I did a fair amount of driving then. I worked at some radio stations where I'd do evenings to sign-off and I'd drive back to where I lived. If I didn't have the road to myself, it was nearly so. At one station, I'd occasionally drive the other way, to where my parents lived, leaving the station after its 12:07 a.m. sign off and arriving around 2:45. Me and the truckers. Or, from their point of view, the truckers and that guy in the old VW 'Ghia.

The newspaper I write for is also the one that provides me with copies of the paper for the radio program I do for the blind. Sometimes I go over there when the press run starts around 12:15 a.m.; more often, around 1:30, when the press stops for reloading and it's quiet in what's called the mailing room where the bundles are made up. A noisy newspaper operation becomes still for fifteen minutes while people stand around and chat.

'Round about midnight is the name of a song, but it's also the anthem of the nighthawks among us, the people whose lights are on when you look out your window on a sleepless night, who are the voices on the radio in the wee small hours.

Thursday, June 01, 2006

Outside Of Town, Was It News?

It was a town of 3,000 which kept pretty well to itself. Nothing much newsworthy ever happened there; well, maybe a few disagreements and some people who couldn't handle their alcohol on occasion.
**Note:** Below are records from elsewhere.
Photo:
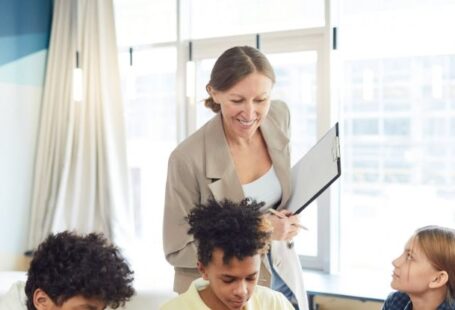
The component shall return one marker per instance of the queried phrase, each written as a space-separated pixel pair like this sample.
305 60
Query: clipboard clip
336 154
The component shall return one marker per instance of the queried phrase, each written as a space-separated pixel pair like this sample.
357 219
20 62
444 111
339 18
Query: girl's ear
202 270
439 280
41 300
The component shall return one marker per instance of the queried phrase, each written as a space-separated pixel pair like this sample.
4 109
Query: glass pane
296 85
149 90
140 22
203 69
397 106
232 17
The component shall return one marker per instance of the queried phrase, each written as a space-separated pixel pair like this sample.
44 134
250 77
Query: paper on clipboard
315 171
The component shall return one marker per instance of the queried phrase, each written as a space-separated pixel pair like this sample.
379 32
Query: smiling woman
246 142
Once in a while someone would land in the brig. Recently, a guy jumped off the tallest structure in town and died. Tragic, but not the sort of thing that would make the national news.

Except it did: Newspapers, internet, probably radio and tv. The guy wasn't even well-known, but since he dove off a cruise ship, it suddenly became Big News.

*
It was a town of 4,000 and 128 came down with what we commonly call the Stomach Virus. Not all at once; a few here, a few there over the course of a week. For something that spreads so quickly and fully, it really was amazing that so few were ill. By all the media reports, you'd think this cruise ship was a floating hospital. It's the second most-common illness in this country, outdone only by the common cold, occurring everywhere there are people, all the time. But cruise ships are what get the publicity, not schools or nursing homes.

*
I don't know the figures on total number of passengers carried each year. Is it eleven million? Or thirty-five million? Both figures ring a bell. Out of those, I think 24 have come up missing in the last five years. My guess is that most are jumpers; it would have been 25, but I stopped one. Add up what cities you need to make those figures and, although 24 missing are still tragic, it's a miniscule figure.

But it makes for breathless, where is their responsibility, we're on your side, reporting by people who will have forgotten this when they produce and broadcast next week's breathless report on, whatever, toads in your toilet or something.

How did humanity last this long without "20/20" and "Primetime Live" and all those eye-popping programs that show up during ratings ("Sweeps") months?